Efficacy and Safety of IncobotulinumtoxinA in the Treatment of Lower Limb Spasticity in Japanese Subjects

OBJECTIVE: To confirm the efficacy and safety of incobotulinumtoxinA (Xeomin®, Merz Pharmaceuticals GmbH; total dose 400 U) in Japanese subjects with lower limb (LL) poststroke spasticity using the Modified Ashworth Scale spasticity score for the plantar flexors (MAS-PF). METHODS: This phase III study (Japic clinical study database No. CTI-153030, 7 October 2015) included a double-blind, 12-week main period (MP) in which 208 subjects were randomized to receive one injection cycle of incobotulinumtoxinA 400 U (n = 104) or placebo (n = 104) in the pes equinus muscles, and an open-label extension (OLEX) that enrolled 202 subjects who received three injection cycles, 10–14 weeks in duration (the last cycle was fixed at 12 weeks). Changes in MAS-PF for incobotulinumtoxinA vs. placebo from baseline to Week 4 of the MP and to the end-of-cycle visits in the OLEX were evaluated. RESULTS: The area under the curve for the change in MAS-PF was statistically significantly greater with incobotulinumtoxinA vs. placebo in the MP (mean: −7.74 vs. −4.76; least squares mean: −8.40 vs. −5.81 [p = 0.0041]). In the OLEX, mean changes in MAS-PF from baseline to end-of-study showed continued improvement with repeated injections.
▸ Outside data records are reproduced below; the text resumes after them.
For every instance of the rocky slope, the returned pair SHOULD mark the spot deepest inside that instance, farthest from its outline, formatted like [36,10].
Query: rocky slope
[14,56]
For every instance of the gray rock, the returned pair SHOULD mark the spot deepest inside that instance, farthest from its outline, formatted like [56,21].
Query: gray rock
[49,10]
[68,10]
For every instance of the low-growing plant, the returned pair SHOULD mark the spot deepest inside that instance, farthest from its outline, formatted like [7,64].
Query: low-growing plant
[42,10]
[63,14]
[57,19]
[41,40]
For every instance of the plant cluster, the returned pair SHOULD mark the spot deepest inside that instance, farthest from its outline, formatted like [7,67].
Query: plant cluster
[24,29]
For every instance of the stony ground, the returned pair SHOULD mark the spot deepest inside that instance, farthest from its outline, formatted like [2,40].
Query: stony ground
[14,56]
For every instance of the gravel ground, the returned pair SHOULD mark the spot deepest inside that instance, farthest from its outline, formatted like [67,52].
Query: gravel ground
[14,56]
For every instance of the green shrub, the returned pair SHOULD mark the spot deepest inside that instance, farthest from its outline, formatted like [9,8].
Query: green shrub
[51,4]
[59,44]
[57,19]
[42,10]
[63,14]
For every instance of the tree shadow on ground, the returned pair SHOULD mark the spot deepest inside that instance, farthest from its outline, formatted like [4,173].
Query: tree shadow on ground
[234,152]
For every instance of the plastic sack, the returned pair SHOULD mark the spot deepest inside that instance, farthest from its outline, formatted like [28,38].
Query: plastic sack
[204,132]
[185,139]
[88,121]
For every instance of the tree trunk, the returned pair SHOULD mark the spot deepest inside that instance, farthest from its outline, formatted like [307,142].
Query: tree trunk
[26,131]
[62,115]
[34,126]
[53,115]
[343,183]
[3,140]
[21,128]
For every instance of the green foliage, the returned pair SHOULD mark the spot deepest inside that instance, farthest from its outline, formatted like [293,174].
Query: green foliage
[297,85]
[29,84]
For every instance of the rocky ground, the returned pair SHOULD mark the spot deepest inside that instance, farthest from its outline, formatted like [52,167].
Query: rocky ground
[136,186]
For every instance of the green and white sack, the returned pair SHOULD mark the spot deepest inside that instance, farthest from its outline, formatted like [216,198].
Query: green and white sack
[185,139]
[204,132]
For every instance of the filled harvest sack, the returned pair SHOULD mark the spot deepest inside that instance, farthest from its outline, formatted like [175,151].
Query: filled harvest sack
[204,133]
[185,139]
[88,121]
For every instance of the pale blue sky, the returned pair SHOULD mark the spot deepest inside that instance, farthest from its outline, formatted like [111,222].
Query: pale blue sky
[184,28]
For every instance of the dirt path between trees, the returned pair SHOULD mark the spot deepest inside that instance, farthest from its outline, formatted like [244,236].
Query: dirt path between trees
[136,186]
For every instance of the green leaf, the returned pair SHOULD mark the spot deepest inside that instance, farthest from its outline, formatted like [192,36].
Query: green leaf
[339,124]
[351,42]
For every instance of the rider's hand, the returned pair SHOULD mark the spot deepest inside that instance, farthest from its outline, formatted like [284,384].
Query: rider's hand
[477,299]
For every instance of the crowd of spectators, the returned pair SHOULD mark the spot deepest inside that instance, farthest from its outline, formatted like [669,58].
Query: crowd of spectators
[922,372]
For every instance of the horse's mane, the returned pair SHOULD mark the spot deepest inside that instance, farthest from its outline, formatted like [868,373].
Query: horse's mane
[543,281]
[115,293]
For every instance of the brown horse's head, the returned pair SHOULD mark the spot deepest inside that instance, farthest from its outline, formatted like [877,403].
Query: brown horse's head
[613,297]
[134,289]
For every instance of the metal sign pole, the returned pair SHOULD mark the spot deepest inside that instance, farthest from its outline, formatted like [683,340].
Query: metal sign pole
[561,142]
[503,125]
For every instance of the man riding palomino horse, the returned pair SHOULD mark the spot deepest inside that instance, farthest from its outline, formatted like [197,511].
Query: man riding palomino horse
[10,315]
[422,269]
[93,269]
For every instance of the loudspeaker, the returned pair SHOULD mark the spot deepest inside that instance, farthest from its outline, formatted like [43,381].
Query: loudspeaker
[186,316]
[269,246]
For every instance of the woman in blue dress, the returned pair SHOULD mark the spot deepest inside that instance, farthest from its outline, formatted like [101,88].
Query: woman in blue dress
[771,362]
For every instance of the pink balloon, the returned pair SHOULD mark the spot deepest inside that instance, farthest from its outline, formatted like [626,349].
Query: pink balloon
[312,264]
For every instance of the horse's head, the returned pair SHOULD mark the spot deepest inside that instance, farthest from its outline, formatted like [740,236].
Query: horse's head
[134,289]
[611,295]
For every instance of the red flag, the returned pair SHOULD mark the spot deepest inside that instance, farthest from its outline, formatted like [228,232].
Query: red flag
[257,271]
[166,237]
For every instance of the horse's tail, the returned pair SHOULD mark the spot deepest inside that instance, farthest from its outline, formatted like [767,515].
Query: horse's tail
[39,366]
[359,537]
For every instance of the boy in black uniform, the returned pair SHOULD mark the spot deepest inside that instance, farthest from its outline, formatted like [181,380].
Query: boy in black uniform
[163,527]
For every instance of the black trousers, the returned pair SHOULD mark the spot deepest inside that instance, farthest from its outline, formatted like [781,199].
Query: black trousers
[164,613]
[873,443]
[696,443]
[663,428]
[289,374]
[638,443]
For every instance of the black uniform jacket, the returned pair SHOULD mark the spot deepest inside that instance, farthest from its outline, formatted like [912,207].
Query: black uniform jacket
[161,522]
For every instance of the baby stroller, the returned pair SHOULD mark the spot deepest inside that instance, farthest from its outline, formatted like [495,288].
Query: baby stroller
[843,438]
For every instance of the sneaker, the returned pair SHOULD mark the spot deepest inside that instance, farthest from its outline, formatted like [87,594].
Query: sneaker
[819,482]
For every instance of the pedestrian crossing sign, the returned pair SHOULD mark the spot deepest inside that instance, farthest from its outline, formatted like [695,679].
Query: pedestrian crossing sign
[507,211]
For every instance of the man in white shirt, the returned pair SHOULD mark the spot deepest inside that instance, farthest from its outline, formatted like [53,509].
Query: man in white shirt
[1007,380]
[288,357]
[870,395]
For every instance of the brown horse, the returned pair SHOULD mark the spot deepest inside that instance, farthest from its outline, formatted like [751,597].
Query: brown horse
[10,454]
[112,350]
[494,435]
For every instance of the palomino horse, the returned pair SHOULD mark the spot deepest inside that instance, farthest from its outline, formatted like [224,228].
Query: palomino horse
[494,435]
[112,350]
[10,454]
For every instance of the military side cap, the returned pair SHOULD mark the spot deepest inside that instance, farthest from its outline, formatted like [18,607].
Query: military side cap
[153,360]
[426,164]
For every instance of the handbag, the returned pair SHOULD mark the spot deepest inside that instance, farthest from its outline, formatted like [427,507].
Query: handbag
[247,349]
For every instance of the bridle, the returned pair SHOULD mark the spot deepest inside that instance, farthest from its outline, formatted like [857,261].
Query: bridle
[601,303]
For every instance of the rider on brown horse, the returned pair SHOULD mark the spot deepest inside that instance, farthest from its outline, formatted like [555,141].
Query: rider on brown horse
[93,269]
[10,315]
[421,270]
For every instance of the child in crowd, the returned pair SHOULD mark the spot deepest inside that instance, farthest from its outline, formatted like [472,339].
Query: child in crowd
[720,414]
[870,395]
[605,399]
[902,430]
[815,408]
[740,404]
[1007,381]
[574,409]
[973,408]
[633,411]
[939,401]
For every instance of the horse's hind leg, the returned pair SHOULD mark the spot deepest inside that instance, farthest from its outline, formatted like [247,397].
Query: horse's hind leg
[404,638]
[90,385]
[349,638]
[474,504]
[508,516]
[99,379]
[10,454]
No new safety concerns were observed with the incobotulinumtoxinA treatment. Its efficacy and safety were consistent regardless of the length of the injection cycle interval in the OLEX. CONCLUSION: This study demonstrated that incobotulinumtoxinA (total dose 400 U) is an effective and a well-tolerated treatment for LL spasticity in Japanese subjects using flexible injection intervals of 10–14 weeks.